Skip to main content.
home | support | download

Back to List Archive

Re: Spider.pl problem(s) on Linux (and other UNIXen?)

From: Bill Moseley <moseley(at)not-real.hank.org>
Date: Fri May 23 2003 - 19:57:10 GMT
On Fri, May 23, 2003 at 10:50:00AM -0700, Greg Fenton wrote:
> SWISH-E 2.2.3 on RedHat 7.3
> 
> A co-worker of mine was trying to crawl a website very, very slowly (to
> limit impact on a production website).
> 
> He set in his spider.conf:
> 
>     base_url => "http://production_webserver",
>     delay_min => 0.5,
> 
> and has standard test_url and test_response subroutines.
> 
> The config works just fine on his W2K workstation, but we wanted to run
> it on a real system so we put it on one of our Linux servers.  The
> crawl failed with a Perl error:
> 
>   is_success not defined on line 477 of spider.pl
> 
> Digging through it, I came to the conclusion that this is a problem
> with the alarm() code [which does not fire on Win32 platforms].  The
> hard-coded defaults for two different params is 30 seconds (which is
> what our delay_min is set to).
> 
> By adding the following to our server configuration, we were able to
> successfully crawl:
> 
>     max_wait_time => 60,
> 
> There are two issues here then:
> 
> 1. Documentation for delay_min should reference max_wait_time

Yes, it should.


> 2. In the event that an alarm does go off, the code currently
>    crashes.  It would be nice if there was at least a message
>    indicating the source of the error and possibly a
>    suggestion of how to resolve it.  It would also be nice
>    to configure how to handle such alarms (ON_ALARM_EXIT,
>    ON_ALARM_RETRY, ON_ALART_SKIP_URL), etc...

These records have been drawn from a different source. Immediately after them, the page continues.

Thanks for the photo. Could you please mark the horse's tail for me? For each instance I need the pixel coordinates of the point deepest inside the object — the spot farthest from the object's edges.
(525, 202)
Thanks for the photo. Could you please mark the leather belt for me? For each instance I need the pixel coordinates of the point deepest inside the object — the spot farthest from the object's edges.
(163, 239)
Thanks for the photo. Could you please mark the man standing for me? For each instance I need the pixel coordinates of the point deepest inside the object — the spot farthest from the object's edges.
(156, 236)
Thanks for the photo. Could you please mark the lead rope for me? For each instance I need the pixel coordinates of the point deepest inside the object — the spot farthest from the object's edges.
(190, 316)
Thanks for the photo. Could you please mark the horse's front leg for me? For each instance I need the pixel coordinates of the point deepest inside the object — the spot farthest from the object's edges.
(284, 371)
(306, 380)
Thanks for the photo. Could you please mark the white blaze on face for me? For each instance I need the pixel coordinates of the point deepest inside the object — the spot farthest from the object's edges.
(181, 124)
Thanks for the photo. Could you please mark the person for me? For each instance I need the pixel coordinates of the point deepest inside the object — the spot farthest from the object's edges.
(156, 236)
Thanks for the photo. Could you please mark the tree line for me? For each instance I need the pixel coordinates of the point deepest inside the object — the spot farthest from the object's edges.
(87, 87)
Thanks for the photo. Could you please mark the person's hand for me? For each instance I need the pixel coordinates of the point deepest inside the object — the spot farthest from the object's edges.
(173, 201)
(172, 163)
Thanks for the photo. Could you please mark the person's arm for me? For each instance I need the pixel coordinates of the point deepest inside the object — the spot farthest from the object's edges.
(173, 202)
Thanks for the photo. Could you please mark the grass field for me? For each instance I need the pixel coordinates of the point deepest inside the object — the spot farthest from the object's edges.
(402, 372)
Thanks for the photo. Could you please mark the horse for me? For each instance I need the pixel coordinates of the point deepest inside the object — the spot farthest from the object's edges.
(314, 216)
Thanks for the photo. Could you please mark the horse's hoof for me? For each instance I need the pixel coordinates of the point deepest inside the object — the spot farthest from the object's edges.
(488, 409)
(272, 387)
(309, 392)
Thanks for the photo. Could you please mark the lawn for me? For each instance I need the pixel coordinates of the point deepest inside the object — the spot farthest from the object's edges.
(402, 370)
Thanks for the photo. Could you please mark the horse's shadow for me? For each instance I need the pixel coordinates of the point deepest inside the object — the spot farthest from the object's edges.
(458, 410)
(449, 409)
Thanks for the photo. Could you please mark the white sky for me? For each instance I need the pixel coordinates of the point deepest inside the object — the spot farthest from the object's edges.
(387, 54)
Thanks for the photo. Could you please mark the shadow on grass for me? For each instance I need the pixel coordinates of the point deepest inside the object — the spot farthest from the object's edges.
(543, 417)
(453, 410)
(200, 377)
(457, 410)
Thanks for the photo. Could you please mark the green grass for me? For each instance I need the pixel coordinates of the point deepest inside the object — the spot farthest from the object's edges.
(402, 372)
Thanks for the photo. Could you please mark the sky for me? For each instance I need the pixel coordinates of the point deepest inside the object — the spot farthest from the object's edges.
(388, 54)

Thanks for finding this Greg.  I need to look into this more, because I'm not sure if this    
is a problem with LWP::RobotUA or not.  

Under a normal LWP request if you die() inside the request LWP it will still return a 
request object.  From the LWP::UserAgent docs:

       The request can be aborted by calling die() in the callback routine.
       The die message will be available as the "X-Died" special response
       header field.

And indeed it works:

   -- Starting to spider: http://bumby/apache/swish.cgi --
>> -Failed 0 Cnt: 1 http://bumby/apache/swish.cgi 500 timed out

What's happening is the Alarm is firing while LWP::RobotUA is sleeping, and it's not 
returning a response object.

One fix might be to make sure that max_wait_time > delay_min.  Another fix might be to not 
set an alarm for the max_wait_time and instead use the $ua->timeout option.  The problem 
I've had with $ua->timeout is on some platforms things like DNS lookups can block forever 
and the $ua->timeout doesn't trigger.  I do use $ua->timeout on Windows because no alarm on 
Windows.

Also, good question on what to do on alarm timeouts.  I've always considered them as just 
errors returned from the server.  Of course, that's not always true.

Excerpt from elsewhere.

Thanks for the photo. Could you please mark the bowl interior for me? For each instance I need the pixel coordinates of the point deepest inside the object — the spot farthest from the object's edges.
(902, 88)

I'll update docs and add code to catch this case.

BTW -- this problem you found may not be an issue anymore because in the current spider.pl 
code I do not use the $ua->delay() in the robot, and instead handle the delay inside 
spider.pl.  The reason for this change is that the spider only delays on Connection: close, 
but does not delay on Connection: keep-alive responses.


-- 
Bill Moseley
moseley@hank.org
Received on Fri May 23 19:57:17 2003